WE should be grateful to Helen McArdle for her sensible comments about the problems of staffing NHS posts (“NHS workforce planning must include data on doctors going abroad”, The Herald, November 10).
It has been common knowledge for some years that doctors educated in Scotland have chosen to emigrate to Australia and elsewhere, where the savings made from not bearing the cost of their training, which we have borne, enables the payment of much higher salary levels than apply here. It is time that graduates are obliged to serve, say, seven years in this country, or otherwise be obliged to refund the cost.
There is a history, too, of difficulties in filling other NHS posts.
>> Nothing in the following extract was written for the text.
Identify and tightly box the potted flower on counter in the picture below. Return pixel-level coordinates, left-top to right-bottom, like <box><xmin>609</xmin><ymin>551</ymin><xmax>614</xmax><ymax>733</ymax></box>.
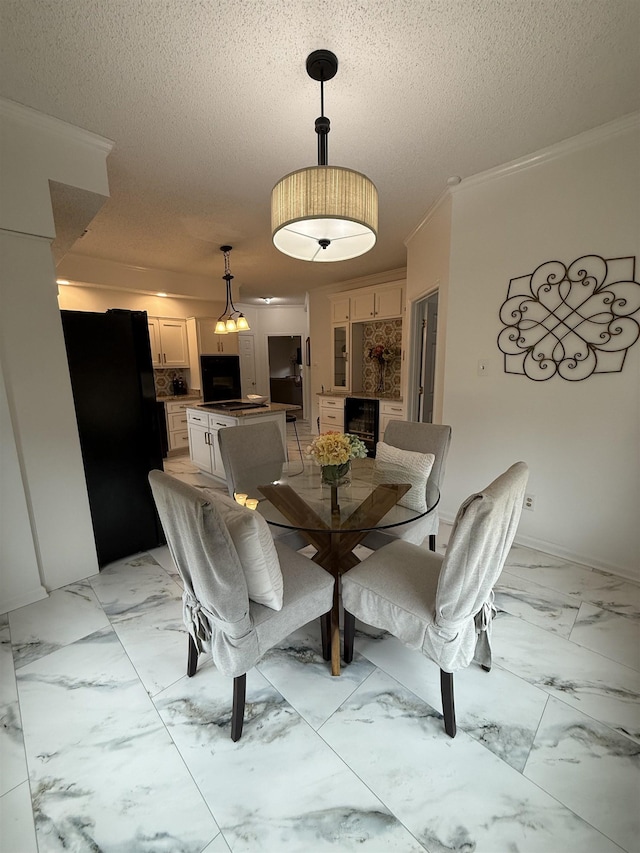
<box><xmin>307</xmin><ymin>432</ymin><xmax>367</xmax><ymax>486</ymax></box>
<box><xmin>367</xmin><ymin>344</ymin><xmax>397</xmax><ymax>391</ymax></box>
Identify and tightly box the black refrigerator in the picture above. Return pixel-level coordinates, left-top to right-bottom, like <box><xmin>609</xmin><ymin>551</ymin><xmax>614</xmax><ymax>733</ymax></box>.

Strangely, there are people available in agencies for employment at extortionate cost, and that was a feature also when we had the previous Labour-led coalition at Holyrood. Maybe they prefer to determine their hours of work.
For decades we have relied upon people from abroad to man the NHS, especially nurses. Although nurses are not all female, it is possible they have been influenced by the insistence that women can do better, and break through the glass ceiling, so they have been enticed into jobs where their prospects are considered to be better.
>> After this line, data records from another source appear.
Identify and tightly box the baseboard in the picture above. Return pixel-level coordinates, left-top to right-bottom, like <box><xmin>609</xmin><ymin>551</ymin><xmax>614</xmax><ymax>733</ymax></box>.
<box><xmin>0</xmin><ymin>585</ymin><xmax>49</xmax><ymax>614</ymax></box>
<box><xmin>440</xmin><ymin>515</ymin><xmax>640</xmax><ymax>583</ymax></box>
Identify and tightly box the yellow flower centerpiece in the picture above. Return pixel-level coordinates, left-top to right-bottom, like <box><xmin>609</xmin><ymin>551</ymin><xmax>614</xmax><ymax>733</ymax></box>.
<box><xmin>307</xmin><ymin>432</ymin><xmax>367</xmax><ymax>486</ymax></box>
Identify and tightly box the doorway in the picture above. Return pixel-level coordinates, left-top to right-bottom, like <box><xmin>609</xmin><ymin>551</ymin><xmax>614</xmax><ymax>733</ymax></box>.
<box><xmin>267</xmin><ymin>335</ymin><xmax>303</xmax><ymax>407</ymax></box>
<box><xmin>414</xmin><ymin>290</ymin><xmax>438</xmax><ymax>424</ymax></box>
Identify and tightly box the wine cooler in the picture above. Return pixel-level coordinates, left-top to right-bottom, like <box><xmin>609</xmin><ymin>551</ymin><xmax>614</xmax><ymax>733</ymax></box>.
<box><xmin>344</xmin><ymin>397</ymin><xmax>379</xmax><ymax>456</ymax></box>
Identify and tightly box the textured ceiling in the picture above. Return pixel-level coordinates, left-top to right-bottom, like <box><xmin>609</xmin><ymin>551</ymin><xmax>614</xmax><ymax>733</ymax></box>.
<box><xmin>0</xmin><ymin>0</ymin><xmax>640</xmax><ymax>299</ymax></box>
Brexit has meant that those from the EU are leaving, or are no longer being recruited in sufficient numbers, to fill the vacancies.
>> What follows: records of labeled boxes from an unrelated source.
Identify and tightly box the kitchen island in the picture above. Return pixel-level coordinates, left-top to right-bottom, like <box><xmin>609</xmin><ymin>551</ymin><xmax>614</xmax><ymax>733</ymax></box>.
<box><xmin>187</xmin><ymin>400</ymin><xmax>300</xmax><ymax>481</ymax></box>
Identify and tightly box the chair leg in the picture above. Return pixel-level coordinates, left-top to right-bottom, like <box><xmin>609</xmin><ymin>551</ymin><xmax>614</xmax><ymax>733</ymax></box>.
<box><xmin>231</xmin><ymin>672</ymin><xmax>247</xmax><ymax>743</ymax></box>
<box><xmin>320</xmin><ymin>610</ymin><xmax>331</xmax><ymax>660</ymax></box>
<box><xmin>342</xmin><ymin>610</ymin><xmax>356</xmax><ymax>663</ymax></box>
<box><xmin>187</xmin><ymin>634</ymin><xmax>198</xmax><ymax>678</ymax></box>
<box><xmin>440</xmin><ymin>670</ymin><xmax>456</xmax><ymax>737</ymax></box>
So, it is scandalous that opposition politicians at Holyrood positively salivate in laying the blame on First Minister Nicola Sturgeon and the SNP Government when they themselves are aware of the problems. And they provide no solutions themselves – they had better get thinking, because the problems are unlikely to be solved before the next Holyrood elections. How can the SNP steal their policies if they don’t have any?
Douglas R Mayer,
76 Thomson Crescent, Currie, Midlothian.